# How to rip a CD



## johnpaul (Feb 16, 2002)

This is a fundamental question, but how do I rip a CD on my iMac G-5? When I ask iTunes to Import, it can't see the disc.

*JP*


----------



## tgal (Apr 6, 2005)

*If the CD is copy protected then it is not advisable. You can check and look for freeware/shareware appz that might help. *


----------



## johnpaul (Feb 16, 2002)

I discovered how to do it after posting here. A simple drag and drop from the Desktop to iTunes did the trick. Maybe it was too straightforward, and eluded me. Thanks for the mention of copyright, *tgal*. How about my other question on burning a DVD-RW - can you help me there? Since it's my own photos, there are no royalty issues.

*JP*


----------



## tgal (Apr 6, 2005)

*What version of Toast are you currently running?*


----------



## johnpaul (Feb 16, 2002)

I'm not using Toast - only the soiftware that came with the iMac G-5.

*JP*


----------



## tgal (Apr 6, 2005)

*Ok, I believe that if you want the ability to use an RW disk and not have to completely wipe if before writing new data on it you will need something such as Toast Titanium. I am not speaking from personal experience mind you, but I believe that is the route you need to go. They may have a trial version. Hope this helps.*


----------



## johnpaul (Feb 16, 2002)

Thanks, *tgal*, but I was hoping I could do it without having to buy more software.

*JP*


----------



## tgal (Apr 6, 2005)

*I understand, another option to consider (yes it involves spending money) but you might consider an external hard drive, something similar to what I do, get an enclosure such as one like which has a metal case not flimsy plastic (http://tinyurl.com/9fvvq) this and then put any internal hard disk drive of your choice that has an IDE connector like this (http://tinyurl.com/7hmke).*


----------



## johnpaul (Feb 16, 2002)

That sounds like overkill, but thanks for the suggestion.

*JP*


----------



## Wet Chicken (Sep 11, 2000)

johnpaul said:


> A simple drag and drop from the Desktop to iTunes did the trick.

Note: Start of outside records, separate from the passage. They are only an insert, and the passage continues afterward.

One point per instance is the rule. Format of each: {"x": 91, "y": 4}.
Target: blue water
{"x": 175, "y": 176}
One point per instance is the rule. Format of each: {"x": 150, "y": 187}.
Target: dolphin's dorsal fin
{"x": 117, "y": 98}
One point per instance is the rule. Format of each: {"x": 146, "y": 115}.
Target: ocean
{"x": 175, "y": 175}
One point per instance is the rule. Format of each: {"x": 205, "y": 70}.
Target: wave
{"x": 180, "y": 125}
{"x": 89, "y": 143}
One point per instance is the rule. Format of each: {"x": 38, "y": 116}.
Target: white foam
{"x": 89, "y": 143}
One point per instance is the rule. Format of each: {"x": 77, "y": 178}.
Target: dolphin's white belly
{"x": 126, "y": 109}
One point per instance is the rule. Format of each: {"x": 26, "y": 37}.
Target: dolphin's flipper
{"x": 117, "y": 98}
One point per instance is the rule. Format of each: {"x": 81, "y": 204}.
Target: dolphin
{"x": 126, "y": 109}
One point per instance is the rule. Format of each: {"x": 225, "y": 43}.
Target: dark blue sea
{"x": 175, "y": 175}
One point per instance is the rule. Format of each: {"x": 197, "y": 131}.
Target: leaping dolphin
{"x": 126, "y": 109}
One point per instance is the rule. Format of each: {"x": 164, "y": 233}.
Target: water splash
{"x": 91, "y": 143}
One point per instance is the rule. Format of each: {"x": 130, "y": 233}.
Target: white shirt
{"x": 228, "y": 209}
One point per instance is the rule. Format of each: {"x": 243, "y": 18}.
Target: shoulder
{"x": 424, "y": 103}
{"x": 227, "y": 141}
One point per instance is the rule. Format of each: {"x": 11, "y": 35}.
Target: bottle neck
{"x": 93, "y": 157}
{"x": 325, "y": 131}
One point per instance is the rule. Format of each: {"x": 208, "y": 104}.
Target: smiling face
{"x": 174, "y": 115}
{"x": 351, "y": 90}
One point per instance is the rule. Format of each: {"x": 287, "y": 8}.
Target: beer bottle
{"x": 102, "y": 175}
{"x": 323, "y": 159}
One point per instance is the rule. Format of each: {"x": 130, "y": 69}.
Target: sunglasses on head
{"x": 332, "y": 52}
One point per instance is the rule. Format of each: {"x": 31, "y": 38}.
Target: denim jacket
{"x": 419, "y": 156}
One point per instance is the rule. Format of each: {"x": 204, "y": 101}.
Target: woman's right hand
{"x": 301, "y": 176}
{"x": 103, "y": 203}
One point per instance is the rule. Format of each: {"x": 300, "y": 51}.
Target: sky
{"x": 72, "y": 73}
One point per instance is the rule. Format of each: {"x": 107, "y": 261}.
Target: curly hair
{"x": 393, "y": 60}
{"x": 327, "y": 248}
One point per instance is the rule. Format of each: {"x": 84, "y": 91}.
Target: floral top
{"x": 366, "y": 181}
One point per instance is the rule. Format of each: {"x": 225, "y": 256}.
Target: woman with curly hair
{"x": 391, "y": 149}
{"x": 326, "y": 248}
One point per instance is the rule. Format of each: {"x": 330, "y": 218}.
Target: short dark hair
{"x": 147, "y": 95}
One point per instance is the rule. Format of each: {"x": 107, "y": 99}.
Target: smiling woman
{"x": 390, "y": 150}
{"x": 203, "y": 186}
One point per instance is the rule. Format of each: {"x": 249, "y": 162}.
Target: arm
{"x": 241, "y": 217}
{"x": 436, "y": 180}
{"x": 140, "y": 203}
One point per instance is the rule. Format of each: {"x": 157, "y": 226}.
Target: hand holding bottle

Yeah Macs have a way of being very easy and straight forward  Especially if you're used to Windows 

Is this a photo CD that you want to make? Do you have iLife05? If not, what programs do you have (be specific)...


----------



## johnpaul (Feb 16, 2002)

Yes, I have iLife05. What I want to do is back up two folders - one of Mp3s and one of photos. If I could do this once a week in a relatively painless manner, I'd be happy...for now.

*JP*


----------



## Wet Chicken (Sep 11, 2000)

Load your pictures into iDVD. Put your blank disc into superdrive. Click on 'burn' (_bottom right corner_)


----------



## johnpaul (Feb 16, 2002)

What happens in a week when I want to add the most recent pictures? Can I simply drag the folder into iDVD again - and will it recognize the photos it burned the week before, and ignore them, only adding the new ones?

*JP*


----------



## Wet Chicken (Sep 11, 2000)

I don't have or need a superdrive, so I've never used iDVD, but from the looks of it you'll be able to do what you want my choosing the "_Open an exsisting project_" option


----------



## johnpaul (Feb 16, 2002)

I'll sure give it a look, *Wet Chicken*, thanks.

*JP*


----------



## Wet Chicken (Sep 11, 2000)

It was my pleasure to help. Hope it all works out for you


----------